O governador da Capitania de Mato Grosso, Luís de Albuquerque de Melo Pereira e Cáceres, escolheu um terreno localizado cerca de 1.500 metros distante do antigo forte. A pedra fundamental foi lançada em 20 de junho de 1776.
A obra da Fortaleza foi oficialmente inaugurada em 20 de agosto de 1783. Desde então, o Real Forte Príncipe da Beira permanece na margem direita do Guaporé, diante da fronteira entre o Brasil e a Bolívia.
Muralhas, baluartes e canhoneiras formavam uma cidade de pedra
O projeto adotou o estilo Vauban, modelo de fortificação desenvolvido pelo arquiteto militar francês Sébastien Le Prestre de Vauban no século XVII e utilizado como referência na engenharia defensiva europeia.
A planta forma um quadrado com 970 metros de perímetro. As muralhas alcançam aproximadamente sete metros de altura e possuem quatro baluartes nos cantos, preparados para receber 14 canhoneiras cada um.
Os baluartes receberam os nomes de Nossa Senhora da Conceição, Santa Bárbara, Santo Antônio de Pádua e São José Avelino. Um fosso profundo, abastecido pelas águas do Guaporé, cercava toda a fortificação.
O único acesso ao interior era uma ponte elevadiça de três metros instalada na muralha norte. Dentro da estrutura havia capela, residências de oficiais, armazéns, depósitos, alojamentos, prisão, poço e outras instalações.
O conjunto funcionava como uma pequena cidade fortificada. Estimativas históricas indicam que aproximadamente 800 pessoas chegaram a viver dentro da construção durante o período de maior atividade.

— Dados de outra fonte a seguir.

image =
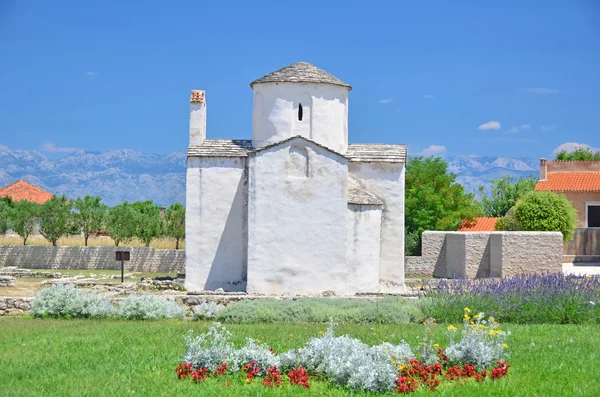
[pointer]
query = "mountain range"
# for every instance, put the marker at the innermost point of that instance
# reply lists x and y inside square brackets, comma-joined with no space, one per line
[121,175]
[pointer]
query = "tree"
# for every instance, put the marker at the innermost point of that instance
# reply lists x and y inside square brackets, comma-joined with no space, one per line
[121,222]
[22,218]
[434,201]
[56,219]
[546,211]
[90,216]
[148,224]
[5,207]
[582,153]
[504,194]
[175,222]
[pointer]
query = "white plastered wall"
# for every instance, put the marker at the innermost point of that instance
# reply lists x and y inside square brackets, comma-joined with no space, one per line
[386,181]
[324,108]
[297,223]
[364,230]
[216,233]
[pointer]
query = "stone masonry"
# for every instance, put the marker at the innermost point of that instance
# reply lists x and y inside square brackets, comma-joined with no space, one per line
[7,281]
[146,259]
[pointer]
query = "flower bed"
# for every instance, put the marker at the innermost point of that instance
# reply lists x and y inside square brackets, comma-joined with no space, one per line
[548,298]
[476,352]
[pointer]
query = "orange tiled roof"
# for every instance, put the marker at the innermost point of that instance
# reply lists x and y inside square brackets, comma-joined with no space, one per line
[21,190]
[570,182]
[478,225]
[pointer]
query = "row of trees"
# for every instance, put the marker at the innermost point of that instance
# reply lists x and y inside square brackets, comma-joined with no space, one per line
[60,217]
[435,201]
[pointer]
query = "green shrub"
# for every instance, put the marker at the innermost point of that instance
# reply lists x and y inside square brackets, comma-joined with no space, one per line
[68,302]
[509,222]
[321,310]
[546,211]
[148,307]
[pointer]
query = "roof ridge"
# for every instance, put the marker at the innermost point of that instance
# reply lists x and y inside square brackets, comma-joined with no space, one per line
[300,72]
[271,145]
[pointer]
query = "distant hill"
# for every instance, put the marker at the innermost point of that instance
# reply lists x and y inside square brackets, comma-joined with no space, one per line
[121,175]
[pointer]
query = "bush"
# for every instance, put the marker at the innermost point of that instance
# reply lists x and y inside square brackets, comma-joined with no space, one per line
[206,310]
[546,211]
[509,222]
[148,307]
[321,310]
[209,349]
[481,343]
[541,299]
[68,302]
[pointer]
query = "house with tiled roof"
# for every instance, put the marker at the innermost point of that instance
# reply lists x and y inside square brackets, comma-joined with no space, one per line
[579,181]
[480,224]
[22,190]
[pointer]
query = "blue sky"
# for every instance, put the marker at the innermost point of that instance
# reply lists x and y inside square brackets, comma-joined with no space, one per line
[506,78]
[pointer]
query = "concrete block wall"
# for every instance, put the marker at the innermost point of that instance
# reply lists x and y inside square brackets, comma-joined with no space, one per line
[146,259]
[490,254]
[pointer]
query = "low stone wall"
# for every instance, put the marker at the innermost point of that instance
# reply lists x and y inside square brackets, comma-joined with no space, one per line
[487,254]
[7,281]
[146,259]
[416,266]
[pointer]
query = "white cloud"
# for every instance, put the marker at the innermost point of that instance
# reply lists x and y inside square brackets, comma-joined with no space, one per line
[572,146]
[433,150]
[549,127]
[490,125]
[542,90]
[50,147]
[514,130]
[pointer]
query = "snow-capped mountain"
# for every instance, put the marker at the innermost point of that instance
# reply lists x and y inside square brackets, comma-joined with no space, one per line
[121,175]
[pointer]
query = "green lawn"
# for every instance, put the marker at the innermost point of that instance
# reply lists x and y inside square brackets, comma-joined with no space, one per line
[118,358]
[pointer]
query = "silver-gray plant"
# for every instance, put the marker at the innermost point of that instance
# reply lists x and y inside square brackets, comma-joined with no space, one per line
[206,310]
[481,343]
[69,302]
[148,307]
[209,349]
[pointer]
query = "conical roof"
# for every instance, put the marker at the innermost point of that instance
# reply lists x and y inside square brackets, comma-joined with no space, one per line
[300,72]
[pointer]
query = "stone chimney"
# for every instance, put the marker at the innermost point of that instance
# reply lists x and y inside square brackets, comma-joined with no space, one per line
[197,118]
[543,169]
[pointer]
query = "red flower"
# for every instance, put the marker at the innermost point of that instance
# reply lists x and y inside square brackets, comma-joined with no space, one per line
[183,370]
[273,378]
[221,369]
[199,375]
[299,377]
[406,385]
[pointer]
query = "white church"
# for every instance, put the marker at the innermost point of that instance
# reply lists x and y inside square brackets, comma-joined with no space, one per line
[297,209]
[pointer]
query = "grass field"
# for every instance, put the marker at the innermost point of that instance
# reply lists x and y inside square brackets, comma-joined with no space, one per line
[28,286]
[118,358]
[99,241]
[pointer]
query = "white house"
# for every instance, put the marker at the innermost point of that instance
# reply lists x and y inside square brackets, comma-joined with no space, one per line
[296,209]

Construção da Fortaleza custou cerca de 48 mil contos de réis
O Governo de Rondônia estima que a construção tenha custado aproximadamente 48 mil contos de réis, valor considerado extraordinário para o século XVIII, principalmente pelas dificuldades de erguer uma estrutura desse porte em plena floresta.
A pedra canga utilizada nas muralhas foi retirada da própria região e trabalhada em blocos de meio metro. O calcário empregado na obra veio de Vila Bela, antiga capital de Mato Grosso, e do Grão-Pará.
A mão de obra reuniu portugueses, indígenas e pessoas escravizadas. Pesquisas históricas citadas pelo governo estadual apontam que centenas de trabalhadores morreram durante a construção, principalmente em consequência da malária.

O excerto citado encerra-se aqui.